Together the three of us trooped into Nolan’s office. He closed the door and dumped the files on his desk. Lina took a seat and crossed one long leg over the other. I remained standing.

“I pulled Travers off the Rugulio background check and sent him sniffing around Felix Metzer’s family this weekend.”

“And?” I prompted.

“He was able to confirm that Tate Dilton was the one who showed up at the Metzer family barbecue. Three family members IDed him after Travers showed them a couple of photos of our mustachioed, deceased douchebag.”

Lina was on her feet. “Tate Dilton. The son of a bitch who tried to murder my fiancé?”

“That’s the one,” Nolan said.

“Apparently he was connected to the man Anthony Hugo commissioned to create the list of law enforcement and informants,” I explained.
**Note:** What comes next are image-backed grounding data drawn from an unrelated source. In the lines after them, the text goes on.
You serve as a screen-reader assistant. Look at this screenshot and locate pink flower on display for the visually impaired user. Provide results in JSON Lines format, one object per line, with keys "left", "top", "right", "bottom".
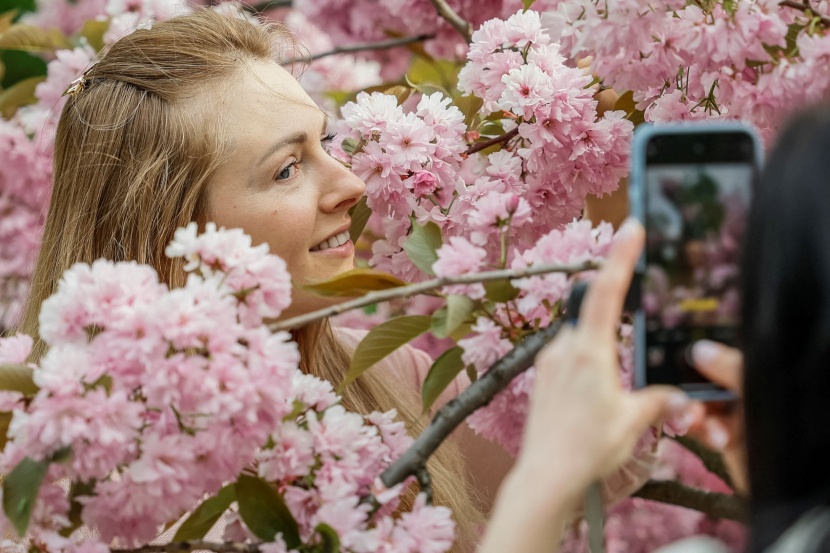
{"left": 0, "top": 334, "right": 33, "bottom": 364}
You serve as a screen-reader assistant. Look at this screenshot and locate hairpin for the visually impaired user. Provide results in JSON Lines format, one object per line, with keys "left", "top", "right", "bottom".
{"left": 62, "top": 67, "right": 94, "bottom": 98}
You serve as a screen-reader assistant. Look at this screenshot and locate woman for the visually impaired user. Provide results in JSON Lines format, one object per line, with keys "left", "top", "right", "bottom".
{"left": 16, "top": 9, "right": 493, "bottom": 550}
{"left": 485, "top": 107, "right": 830, "bottom": 552}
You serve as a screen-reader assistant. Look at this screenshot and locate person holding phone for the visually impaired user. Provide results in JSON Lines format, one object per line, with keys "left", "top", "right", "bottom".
{"left": 479, "top": 107, "right": 830, "bottom": 553}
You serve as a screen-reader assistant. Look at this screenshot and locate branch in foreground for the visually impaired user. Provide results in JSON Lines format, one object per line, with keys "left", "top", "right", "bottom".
{"left": 271, "top": 260, "right": 598, "bottom": 331}
{"left": 282, "top": 34, "right": 436, "bottom": 65}
{"left": 428, "top": 0, "right": 473, "bottom": 42}
{"left": 381, "top": 320, "right": 565, "bottom": 487}
{"left": 634, "top": 480, "right": 746, "bottom": 522}
{"left": 672, "top": 435, "right": 736, "bottom": 491}
{"left": 465, "top": 127, "right": 520, "bottom": 156}
{"left": 115, "top": 542, "right": 260, "bottom": 553}
{"left": 779, "top": 0, "right": 830, "bottom": 25}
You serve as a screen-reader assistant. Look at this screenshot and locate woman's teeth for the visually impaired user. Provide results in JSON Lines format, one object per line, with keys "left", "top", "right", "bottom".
{"left": 311, "top": 230, "right": 351, "bottom": 252}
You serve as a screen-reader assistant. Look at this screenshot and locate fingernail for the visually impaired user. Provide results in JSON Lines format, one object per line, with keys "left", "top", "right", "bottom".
{"left": 667, "top": 392, "right": 690, "bottom": 415}
{"left": 692, "top": 340, "right": 720, "bottom": 365}
{"left": 616, "top": 217, "right": 641, "bottom": 239}
{"left": 707, "top": 420, "right": 729, "bottom": 450}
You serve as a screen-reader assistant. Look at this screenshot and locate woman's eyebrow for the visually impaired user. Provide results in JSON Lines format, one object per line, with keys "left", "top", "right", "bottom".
{"left": 256, "top": 115, "right": 331, "bottom": 167}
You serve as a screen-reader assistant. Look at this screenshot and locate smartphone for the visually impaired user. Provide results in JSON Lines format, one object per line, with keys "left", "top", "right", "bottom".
{"left": 629, "top": 123, "right": 761, "bottom": 400}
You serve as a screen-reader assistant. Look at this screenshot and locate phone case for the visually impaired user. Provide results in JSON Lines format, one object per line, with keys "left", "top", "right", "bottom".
{"left": 629, "top": 122, "right": 762, "bottom": 400}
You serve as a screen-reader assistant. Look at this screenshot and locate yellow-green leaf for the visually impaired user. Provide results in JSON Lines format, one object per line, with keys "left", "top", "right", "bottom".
{"left": 3, "top": 457, "right": 48, "bottom": 536}
{"left": 304, "top": 268, "right": 407, "bottom": 298}
{"left": 483, "top": 279, "right": 520, "bottom": 303}
{"left": 343, "top": 315, "right": 432, "bottom": 389}
{"left": 431, "top": 295, "right": 475, "bottom": 339}
{"left": 0, "top": 75, "right": 43, "bottom": 118}
{"left": 383, "top": 84, "right": 412, "bottom": 106}
{"left": 235, "top": 474, "right": 300, "bottom": 548}
{"left": 522, "top": 0, "right": 536, "bottom": 9}
{"left": 0, "top": 24, "right": 71, "bottom": 52}
{"left": 613, "top": 90, "right": 646, "bottom": 126}
{"left": 60, "top": 479, "right": 95, "bottom": 538}
{"left": 403, "top": 220, "right": 443, "bottom": 276}
{"left": 79, "top": 19, "right": 109, "bottom": 52}
{"left": 0, "top": 11, "right": 17, "bottom": 35}
{"left": 173, "top": 484, "right": 236, "bottom": 541}
{"left": 0, "top": 364, "right": 38, "bottom": 396}
{"left": 406, "top": 58, "right": 460, "bottom": 91}
{"left": 455, "top": 94, "right": 483, "bottom": 127}
{"left": 421, "top": 346, "right": 465, "bottom": 414}
{"left": 348, "top": 196, "right": 372, "bottom": 243}
{"left": 0, "top": 411, "right": 10, "bottom": 451}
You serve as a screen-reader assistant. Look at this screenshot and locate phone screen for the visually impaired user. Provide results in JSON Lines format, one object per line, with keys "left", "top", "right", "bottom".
{"left": 638, "top": 129, "right": 757, "bottom": 397}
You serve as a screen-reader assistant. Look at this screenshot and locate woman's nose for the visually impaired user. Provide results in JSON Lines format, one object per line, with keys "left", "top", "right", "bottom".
{"left": 319, "top": 155, "right": 366, "bottom": 213}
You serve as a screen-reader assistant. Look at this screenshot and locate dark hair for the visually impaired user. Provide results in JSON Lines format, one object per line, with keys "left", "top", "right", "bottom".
{"left": 741, "top": 106, "right": 830, "bottom": 552}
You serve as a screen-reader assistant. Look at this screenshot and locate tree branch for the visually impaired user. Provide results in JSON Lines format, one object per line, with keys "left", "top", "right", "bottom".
{"left": 428, "top": 0, "right": 473, "bottom": 42}
{"left": 381, "top": 320, "right": 565, "bottom": 487}
{"left": 464, "top": 127, "right": 520, "bottom": 156}
{"left": 282, "top": 34, "right": 435, "bottom": 65}
{"left": 671, "top": 435, "right": 735, "bottom": 491}
{"left": 634, "top": 480, "right": 746, "bottom": 521}
{"left": 114, "top": 542, "right": 262, "bottom": 553}
{"left": 240, "top": 0, "right": 291, "bottom": 13}
{"left": 270, "top": 260, "right": 598, "bottom": 331}
{"left": 779, "top": 0, "right": 830, "bottom": 26}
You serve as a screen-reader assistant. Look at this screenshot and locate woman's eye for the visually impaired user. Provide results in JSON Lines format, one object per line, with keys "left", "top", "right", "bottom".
{"left": 275, "top": 160, "right": 298, "bottom": 181}
{"left": 321, "top": 132, "right": 337, "bottom": 154}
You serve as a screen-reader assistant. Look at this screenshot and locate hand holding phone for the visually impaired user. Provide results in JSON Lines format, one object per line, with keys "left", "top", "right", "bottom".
{"left": 629, "top": 123, "right": 761, "bottom": 401}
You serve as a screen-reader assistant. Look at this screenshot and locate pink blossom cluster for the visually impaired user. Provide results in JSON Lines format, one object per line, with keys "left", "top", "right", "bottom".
{"left": 538, "top": 0, "right": 830, "bottom": 142}
{"left": 337, "top": 11, "right": 631, "bottom": 284}
{"left": 0, "top": 225, "right": 454, "bottom": 553}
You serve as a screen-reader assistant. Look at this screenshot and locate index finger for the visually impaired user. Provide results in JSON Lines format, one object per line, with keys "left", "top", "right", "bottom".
{"left": 578, "top": 219, "right": 644, "bottom": 338}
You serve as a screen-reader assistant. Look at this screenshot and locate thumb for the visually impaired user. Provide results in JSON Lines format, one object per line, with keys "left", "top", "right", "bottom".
{"left": 625, "top": 386, "right": 688, "bottom": 434}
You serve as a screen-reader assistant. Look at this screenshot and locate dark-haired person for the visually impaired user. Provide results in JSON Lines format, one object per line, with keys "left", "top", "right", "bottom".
{"left": 481, "top": 106, "right": 830, "bottom": 553}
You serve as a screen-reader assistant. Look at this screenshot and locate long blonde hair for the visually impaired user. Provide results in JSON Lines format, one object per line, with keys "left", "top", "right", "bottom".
{"left": 16, "top": 8, "right": 483, "bottom": 550}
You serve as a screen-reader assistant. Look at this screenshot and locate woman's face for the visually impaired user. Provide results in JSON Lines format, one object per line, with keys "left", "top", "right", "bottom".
{"left": 203, "top": 60, "right": 366, "bottom": 318}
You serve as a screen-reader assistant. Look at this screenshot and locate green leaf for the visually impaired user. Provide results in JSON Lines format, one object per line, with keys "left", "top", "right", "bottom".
{"left": 431, "top": 295, "right": 475, "bottom": 339}
{"left": 403, "top": 220, "right": 443, "bottom": 276}
{"left": 235, "top": 474, "right": 300, "bottom": 548}
{"left": 348, "top": 196, "right": 372, "bottom": 244}
{"left": 0, "top": 74, "right": 42, "bottom": 117}
{"left": 3, "top": 457, "right": 48, "bottom": 536}
{"left": 421, "top": 346, "right": 465, "bottom": 414}
{"left": 0, "top": 50, "right": 46, "bottom": 89}
{"left": 0, "top": 1, "right": 34, "bottom": 16}
{"left": 406, "top": 58, "right": 460, "bottom": 91}
{"left": 483, "top": 279, "right": 520, "bottom": 303}
{"left": 343, "top": 315, "right": 432, "bottom": 389}
{"left": 522, "top": 0, "right": 536, "bottom": 10}
{"left": 0, "top": 10, "right": 17, "bottom": 34}
{"left": 173, "top": 484, "right": 236, "bottom": 541}
{"left": 0, "top": 364, "right": 38, "bottom": 396}
{"left": 455, "top": 94, "right": 483, "bottom": 127}
{"left": 0, "top": 24, "right": 71, "bottom": 52}
{"left": 315, "top": 522, "right": 341, "bottom": 553}
{"left": 304, "top": 268, "right": 407, "bottom": 297}
{"left": 465, "top": 365, "right": 478, "bottom": 383}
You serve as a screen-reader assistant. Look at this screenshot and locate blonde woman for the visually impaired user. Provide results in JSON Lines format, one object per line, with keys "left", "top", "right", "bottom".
{"left": 17, "top": 9, "right": 654, "bottom": 550}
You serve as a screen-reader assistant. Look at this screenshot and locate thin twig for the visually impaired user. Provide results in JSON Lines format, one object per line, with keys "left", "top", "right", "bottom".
{"left": 428, "top": 0, "right": 473, "bottom": 42}
{"left": 240, "top": 0, "right": 291, "bottom": 13}
{"left": 634, "top": 480, "right": 746, "bottom": 521}
{"left": 671, "top": 435, "right": 736, "bottom": 491}
{"left": 270, "top": 260, "right": 598, "bottom": 331}
{"left": 282, "top": 34, "right": 435, "bottom": 65}
{"left": 114, "top": 542, "right": 262, "bottom": 553}
{"left": 779, "top": 0, "right": 830, "bottom": 26}
{"left": 465, "top": 127, "right": 520, "bottom": 156}
{"left": 381, "top": 320, "right": 565, "bottom": 487}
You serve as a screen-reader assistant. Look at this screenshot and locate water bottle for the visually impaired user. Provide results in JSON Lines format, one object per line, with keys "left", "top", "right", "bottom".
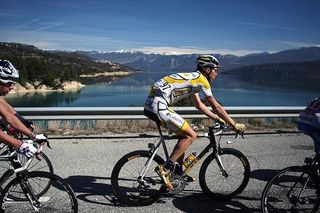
{"left": 183, "top": 152, "right": 197, "bottom": 168}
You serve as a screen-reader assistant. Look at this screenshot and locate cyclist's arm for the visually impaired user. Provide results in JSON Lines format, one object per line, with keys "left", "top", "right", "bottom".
{"left": 0, "top": 97, "right": 35, "bottom": 138}
{"left": 192, "top": 93, "right": 221, "bottom": 121}
{"left": 205, "top": 95, "right": 236, "bottom": 128}
{"left": 0, "top": 129, "right": 22, "bottom": 149}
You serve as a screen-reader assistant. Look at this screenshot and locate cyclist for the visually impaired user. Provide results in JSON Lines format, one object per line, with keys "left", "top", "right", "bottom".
{"left": 144, "top": 55, "right": 246, "bottom": 190}
{"left": 298, "top": 97, "right": 320, "bottom": 154}
{"left": 0, "top": 59, "right": 47, "bottom": 158}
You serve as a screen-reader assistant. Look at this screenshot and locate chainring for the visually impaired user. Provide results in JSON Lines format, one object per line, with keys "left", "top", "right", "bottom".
{"left": 166, "top": 174, "right": 186, "bottom": 194}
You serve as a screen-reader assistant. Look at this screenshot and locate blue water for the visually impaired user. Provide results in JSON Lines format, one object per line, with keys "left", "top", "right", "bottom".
{"left": 6, "top": 72, "right": 319, "bottom": 107}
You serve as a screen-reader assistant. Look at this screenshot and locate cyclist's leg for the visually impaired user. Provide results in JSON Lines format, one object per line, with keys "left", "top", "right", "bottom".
{"left": 170, "top": 125, "right": 197, "bottom": 162}
{"left": 146, "top": 98, "right": 197, "bottom": 188}
{"left": 157, "top": 102, "right": 197, "bottom": 171}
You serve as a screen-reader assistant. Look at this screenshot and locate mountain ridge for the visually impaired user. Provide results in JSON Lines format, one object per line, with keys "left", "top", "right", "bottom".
{"left": 78, "top": 46, "right": 320, "bottom": 72}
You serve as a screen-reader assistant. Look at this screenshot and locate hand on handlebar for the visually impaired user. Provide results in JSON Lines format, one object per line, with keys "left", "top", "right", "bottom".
{"left": 217, "top": 118, "right": 226, "bottom": 125}
{"left": 32, "top": 134, "right": 48, "bottom": 143}
{"left": 18, "top": 142, "right": 37, "bottom": 158}
{"left": 234, "top": 123, "right": 246, "bottom": 133}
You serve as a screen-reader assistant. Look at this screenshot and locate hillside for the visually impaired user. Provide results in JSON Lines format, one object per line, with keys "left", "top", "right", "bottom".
{"left": 0, "top": 42, "right": 135, "bottom": 89}
{"left": 223, "top": 60, "right": 320, "bottom": 90}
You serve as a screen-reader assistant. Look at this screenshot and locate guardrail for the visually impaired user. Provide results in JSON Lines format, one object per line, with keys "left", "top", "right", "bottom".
{"left": 16, "top": 106, "right": 304, "bottom": 120}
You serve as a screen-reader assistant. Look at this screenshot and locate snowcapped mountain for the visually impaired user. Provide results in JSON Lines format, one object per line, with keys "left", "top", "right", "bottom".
{"left": 77, "top": 47, "right": 320, "bottom": 72}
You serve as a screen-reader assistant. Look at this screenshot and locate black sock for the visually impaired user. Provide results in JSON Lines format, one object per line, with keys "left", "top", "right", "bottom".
{"left": 164, "top": 159, "right": 175, "bottom": 171}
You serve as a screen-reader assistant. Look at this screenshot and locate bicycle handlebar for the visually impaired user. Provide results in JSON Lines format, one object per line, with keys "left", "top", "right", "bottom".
{"left": 209, "top": 122, "right": 244, "bottom": 144}
{"left": 14, "top": 138, "right": 50, "bottom": 173}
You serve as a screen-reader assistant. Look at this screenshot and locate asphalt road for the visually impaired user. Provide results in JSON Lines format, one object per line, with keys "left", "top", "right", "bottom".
{"left": 41, "top": 132, "right": 315, "bottom": 213}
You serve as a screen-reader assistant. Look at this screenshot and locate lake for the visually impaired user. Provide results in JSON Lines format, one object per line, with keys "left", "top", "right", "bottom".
{"left": 6, "top": 72, "right": 319, "bottom": 107}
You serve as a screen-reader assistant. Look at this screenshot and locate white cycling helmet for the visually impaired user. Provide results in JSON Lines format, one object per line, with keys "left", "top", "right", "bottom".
{"left": 196, "top": 55, "right": 220, "bottom": 69}
{"left": 0, "top": 60, "right": 19, "bottom": 83}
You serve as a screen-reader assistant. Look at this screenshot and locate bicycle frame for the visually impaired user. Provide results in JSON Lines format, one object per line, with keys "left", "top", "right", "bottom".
{"left": 138, "top": 123, "right": 236, "bottom": 182}
{"left": 0, "top": 149, "right": 34, "bottom": 187}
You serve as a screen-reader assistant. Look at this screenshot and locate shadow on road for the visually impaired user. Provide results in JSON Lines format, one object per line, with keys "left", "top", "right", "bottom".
{"left": 170, "top": 192, "right": 260, "bottom": 213}
{"left": 64, "top": 175, "right": 119, "bottom": 206}
{"left": 250, "top": 169, "right": 280, "bottom": 182}
{"left": 63, "top": 174, "right": 265, "bottom": 212}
“Did he put Nash’s name on that list?” Lina demanded. Her fury was a controlled, icy blast.

“It looks that way,” Nolan said.

“But why the hell would he put Nash’s name on the list and then be the one to try to take him out?” she asked. “Why not just pull the trigger and forget the list?”

Nolan glanced at me. “The best we can figure it, Dilton was a dumbass.”

“Well, that tracks,” Lina said.

“He wanted Nash out of the picture but not enough to pull the trigger himself, until Duncan offered him cash. He could have been playing both sides, doing a little work for Anthony over here and a little something for Duncan over there. There’s no loyalty in dipshit criminals,” Nolan explained.

“It looks like that ties everything up in a nice neat bow,” I said. “Dilton put Nash’s name on the list. Dilton pulled the trigger twice. And Dilton ended up dead.”

Lina’s eyes narrowed. “I wish that asshole wasn’t dead so I could knee him in the balls and wax his mustache.”

“You, me, and the boss man,” Nolan agreed.